All these latest measures make 2019 the perfect time to park your hard earned money in debt funds.
Some other reasons that advocate Debt Fund investment are as follows.
The economy can take a favorable or an unfavorable turn any day anytime. Hence you should never put all your eggs in the same basket. Apart from investing in highly volatile equity funds, you must invest in more stable income generating investment instruments such as the Debt Funds. Prudent diversification of your portfolio will substantially reduce your portfolio risk. Debt funds are must have risk balancing investment instruments your portfolio needs.
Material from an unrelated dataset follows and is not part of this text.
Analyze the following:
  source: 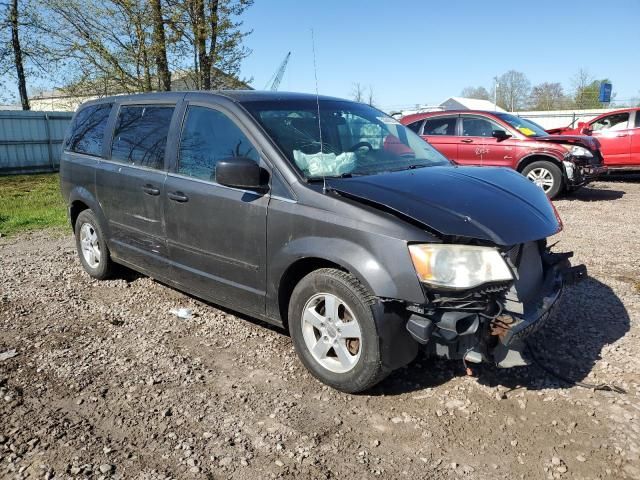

Life is uncertain, and a financial crisis can hit you the next minute without a prior warning. It is pragmatic to make investments in a manner that can serve your financial emergencies should you face any. When it comes to liquidity debt funds are a prudent choice. They are highly liquid and far less volatile if you compare them to equities.
Stable and Predictable ROI
If you are a conservative investor looking for stable and regular income from your investment, then you must invest in Debt Funds. If you opt for dividend payout or a Systematic Withdrawal Plan (SWP), you can generate regular income from Debt Funds. If you have short-term financial goals, then investing in Debt funds can help you accomplish them. Since Debt Funds are associated with predictable returns, they help you achieve short-term financial goals conveniently.
If you are a conservative investor and looking for a low-risk investment with stable returns, then you must invest in Debt Funds.
Debt Funds Are Tax Efficient
In comparison to other investment instruments, Debt Funds are more tax efficient this year. If you make any capital gains on the Debt Funds, then that is taxable irrespective of whether it is a Short-Term Capital Gain (STCG) or Long-Term Capital Gain (LTCG). You must add any STCG you make on your investment in Debt Funds to your income and pay taxes as per your tax slab. A flat 20% tax is applicable on STCG from Debt Funds after appropriate indexation.
Debt Funds are a flexible investment option. You can invest a small amount of money monthly through SIP or whenever you have some surplus cash. If someday you wish to shift your money from Debt Funds to Equity Funds or any other scheme for that matter from the same fund house you can easily do so. Not many investment options give you that option.
If you have not added stability to your portfolio then with the latest SEBI measure implemented to make Debt Funds safer and with the inherent benefits of investing in Debt Funds 2019 is the right time to do so through investment in Debt Funds.